My honeynet has expanded!
I have just recently acquired a few more virtual servers out there. Now that I have different types of honeypots in the wild I thought that it might be a good time to describe them to you. In summary, I have a dionaea, p0f, amun, and glastopf honeypot out there. None of that should make sense by the way.
First, dionaea. That link goes to their homepage. Go there if you want real details about how it works and what it is. The main purpose is to properly respond to exploit attempts so that the payload is sent. A payload is simply the piece of malware the attacker is trying to use to infect the system. Essentially, it’s the goodies. Once the payload is sent, dionaea will download a copy of it. Finally, it will close the connection, thus crippling the attack.
Second, p0f. Wikipedia coming through with a great description of p0f. This is a little bit different of an idea for a honeypot. p0f is a passive OS fingerprinting service. That means that it just listens to everything that the computer communicates with. In this case, when an attack comes in it will fingerprint what type of computer is attacking. This way we can start to piece together what type of systems the enemy uses.
Third, amun. Again that link goes to their homepage.
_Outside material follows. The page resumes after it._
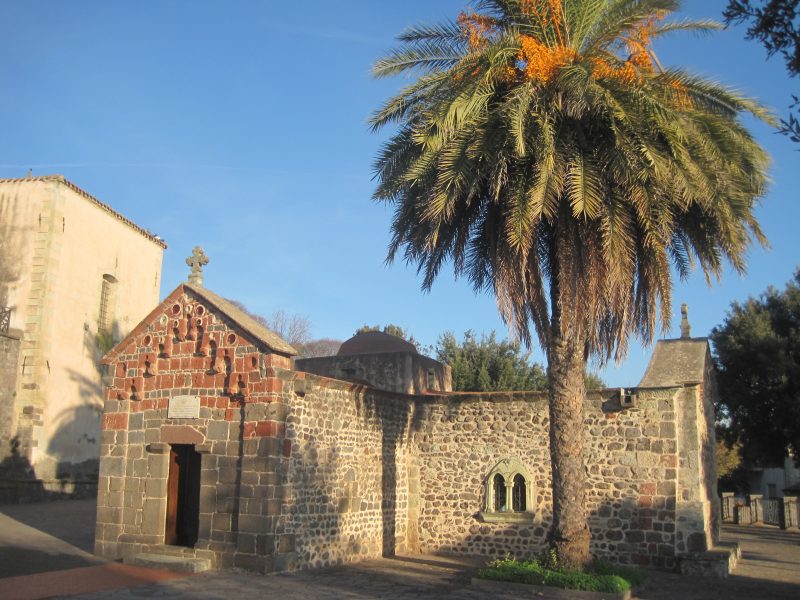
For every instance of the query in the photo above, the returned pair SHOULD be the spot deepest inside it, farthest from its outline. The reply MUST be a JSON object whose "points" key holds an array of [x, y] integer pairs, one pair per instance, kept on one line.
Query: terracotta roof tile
{"points": [[63, 180]]}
It doesn’t go terribly deep into exactly what amun does but instead what the developer has been working on. So, what it does is capture malware that’s automatically spreading across the internet. This means that there isn’t really an attacker. You could get the malware from me but that doesn’t mean I attacked you. This is a small but important detail.
Fourth, glastopf. This is similar to dionaea in a way. Glastopf sets up a vulnerable python-based web server. It will then properly respond to attacks on any of the thousands of fake vulnerabilities to gather data. This is focused only on web-based attacks.
With the four of these working together we should get a pretty well-rounded view of the wild. The next step is to start duplicating these around the world.